Re: Memory ordering issue in LWLockRelease, WakeupWaiters, WALInsertSlotRelease - Mailing list pgsql-hackers

From knizhnik
Subject Re: Memory ordering issue in LWLockRelease, WakeupWaiters, WALInsertSlotRelease
Date
Msg-id 52FB7F77.9070505@garret.ru
Whole thread Raw
In response to Re: Memory ordering issue in LWLockRelease, WakeupWaiters, WALInsertSlotRelease  (Florian Pflug <fgp@phlo.org>)
Responses Re: Memory ordering issue in LWLockRelease, WakeupWaiters, WALInsertSlotRelease  (Ants Aasma <ants@cybertec.at>)
List pgsql-hackers
On 02/12/2014 05:42 PM, Florian Pflug wrote:
> On Feb12, 2014, at 12:55 , MauMau <maumau307@gmail.com> wrote:
>> From: "Andres Freund" <andres@2ndquadrant.com>
>>> It's x86, right? Then it's unlikely to be actual unordered memory
>>> accesses, but if the compiler reordered:
>>>    LOG_LWDEBUG("LWLockRelease", T_NAME(l), T_ID(l), "release waiter");
>>>    proc = head;
>>>    head = proc->lwWaitLink;
>>>    proc->lwWaitLink = NULL;
>>>    proc->lwWaiting = false;
>>>    PGSemaphoreUnlock(&proc->sem);
>>> to
>>>    LOG_LWDEBUG("LWLockRelease", T_NAME(l), T_ID(l), "release waiter");
>>>    proc = head;
>>>    proc->lwWaiting = false;
>>>    head = proc->lwWaitLink;
>>>    proc->lwWaitLink = NULL;
>>>    PGSemaphoreUnlock(&proc->sem);
>>> which it is permitted to do, yes, that could cause symptoms like you
>>> describe.
>>
>> Yes, the hang occurred with 64-bit PostgreSQL 9.2.4 running on RHEL6 for x86_64.
>> The PostgreSQL was built with GCC.
>
> The relevant part of the disassembled binary you attached seems to be
>
> Dump of assembler code for function LWLockRelease:
> ...
> 0x0000000000647f47 <LWLockRelease+519>:    lea    0x10(%rcx),%rdi
> 0x0000000000647f4b <LWLockRelease+523>:    movq   $0x0,0x48(%rcx)
> 0x0000000000647f53 <LWLockRelease+531>:    movb   $0x0,0x41(%rcx)
> 0x0000000000647f57 <LWLockRelease+535>:    callq  0x606210 <PGSemaphoreUnlock>
>
> I haven't checked the offsets, but since lwWaitLink is an 8-byte quantity
> and lwWaiting a single-byte quantity, it's pretty much certain that the
> first store updates lwWaitLink and the second lwWaiting.

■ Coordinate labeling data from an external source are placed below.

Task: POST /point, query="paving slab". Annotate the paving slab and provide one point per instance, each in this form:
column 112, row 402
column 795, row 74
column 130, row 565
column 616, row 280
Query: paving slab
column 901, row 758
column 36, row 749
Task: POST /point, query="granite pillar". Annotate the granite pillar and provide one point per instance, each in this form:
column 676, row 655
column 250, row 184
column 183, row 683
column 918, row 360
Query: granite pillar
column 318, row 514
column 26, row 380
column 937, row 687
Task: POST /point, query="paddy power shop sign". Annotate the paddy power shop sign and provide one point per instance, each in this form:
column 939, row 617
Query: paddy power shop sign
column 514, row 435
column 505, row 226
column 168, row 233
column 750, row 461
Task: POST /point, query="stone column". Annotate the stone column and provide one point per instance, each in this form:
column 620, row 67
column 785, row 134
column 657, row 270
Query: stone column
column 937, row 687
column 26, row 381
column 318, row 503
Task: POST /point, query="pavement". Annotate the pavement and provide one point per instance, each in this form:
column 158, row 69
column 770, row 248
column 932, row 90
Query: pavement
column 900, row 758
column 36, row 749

Thus, no reordering
> seems to have taken place here...
>
> best regards,
> Florian Pflug
>
>
>

Even if reordering was not done by compiler, it still can happen while execution.
There is no warranty that two subsequent assignments will be observed by all CPU cores in the same order.
So if one thread is performing

p->x = 1;
p->y = 2;
p->x = 3;
p->y = 4;

then other thread can see the following combinations of (x,y):

(1,2)
(1,4)
(3,2)
(3,4)

It is necessary to explicitly insert write barrier to prevent such non-deterministic behaviour.